SummaryOverall, implementation of the duals demonstrations is slower than expected and states continue to delay.
As of July 2013, 21 states are pursuing duals demonstrations through CMS’ Financial Alignment Demonstration project, down from 26 states that originally submitted proposals. Six states are planning to implement demonstrations in 2013, and the remaining states are planning for implementation in 2014.
To date, 15 states, including major population states California, Illinois, New York, and Texas, are pursuing a capitated financial alignment model, which entails a three-way contract between CMS, the state, and participating plans. The capitated model combines a prospective blended payment from Medicare and Medicaid for all primary, acute, behavioral health, and long-term care services, with target aggregate savings for both states and the Federal government. Four states are pursuing a managed fee for service (MFFS) model, which involves an agreement between CMS and the state that builds on the existing FFS delivery system. Two states are pursuing both models.
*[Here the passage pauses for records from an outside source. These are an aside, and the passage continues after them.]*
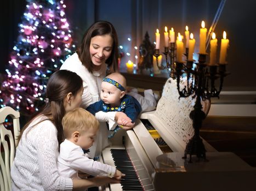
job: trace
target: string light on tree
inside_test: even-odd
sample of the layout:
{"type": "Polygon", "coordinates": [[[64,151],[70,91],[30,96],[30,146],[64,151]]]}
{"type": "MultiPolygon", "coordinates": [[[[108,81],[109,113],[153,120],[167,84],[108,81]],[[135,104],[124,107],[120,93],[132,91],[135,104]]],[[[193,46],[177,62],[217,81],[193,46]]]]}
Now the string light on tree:
{"type": "Polygon", "coordinates": [[[49,76],[75,50],[63,1],[27,0],[17,43],[0,87],[0,108],[30,115],[42,105],[49,76]],[[71,50],[72,49],[72,50],[71,50]]]}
An Avalere analysis of state demonstration proposals found that as of July 2013, 2 million of the roughly 7 million full benefit duals are eligible for demonstrations. Enrollment in the capitated model could reach 1.7 million and the MFFS model could see approximately 229,000 enrollees. California accounts for approximately 25 percent of the projected enrollment in capitated models. Plans participating to date represent a mix of Medicaid managed care and Medicare Advantage lives. Massachusetts is the only state with a signed MOU with CMS that plans to implement in 2013 though there is not yet a three-way contract between CMS, Massachusetts and the plans. California, Illinois, Ohio, and Virginia have signed MOUs for their capitated model while Michigan, New York, Texas, and eight other states plan to implement the capitated model in 2014 but have not yet selected plans or signed an MOU.
Overall, implementation of the duals demonstrations is slower than expected and states continue to delay. While participating plans will benefit from passive enrollment, they face uncertainty over Medicare and Medicaid payment rates and implementation challenges at the same time. Passive demo enrollment of dual eligibles will also have implications for both Part D and Medicare Advantage plans as beneficiaries would be dis-enrolled from their current plans and passively enrolled into duals plans.